Retentioneering is a Python library for analyzing user clickstream data — think funnel analysis, but with actual path traversal, behavioral clustering, and Markov chain modeling on top of pandas DataFrames. It's aimed at product analysts who want to go beyond simple funnels and understand how users actually move through an app, not just whether they hit predefined steps.
The preprocessing graph is genuinely well-designed: you build a DAG of transformations (split sessions, label churned users, collapse loops) that's reproducible and exportable to config — no more notebook spaghetti that nobody can re-run. The Eventstream abstraction wrapping pandas is clean; it adds the metadata layer needed for sequence analysis without forcing you off familiar tooling. The visualization suite (transition graph, Step Sankey, step matrix) renders in Jupyter with interactive controls and is noticeably better than rolling your own with matplotlib. There's real statistical testing support for A/B comparisons on path metrics, which most tools in this space skip entirely.
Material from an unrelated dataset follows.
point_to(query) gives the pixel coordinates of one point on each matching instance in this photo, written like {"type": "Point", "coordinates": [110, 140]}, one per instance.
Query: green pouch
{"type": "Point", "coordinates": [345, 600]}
889 stars for a library that's been around since 2015 is a signal that adoption never broke through — it's probably because the Jupyter-first design means it basically doesn't exist outside notebooks; there's no CLI, no pipeline-friendly API that doesn't require a running display kernel for visualizations. The Markov chain and ML clustering features are surface-level — you get k-means and basic sequence vectorization, not anything that would replace a real ML workflow. No async or streaming support, so processing large clickstream exports means blocking pandas jobs; it won't handle event volumes that a mid-size product generates without significant sampling. Documentation is thorough but the guides are mostly screenshots of Jupyter output, which makes it hard to understand what the underlying data model actually looks like without running the code yourself.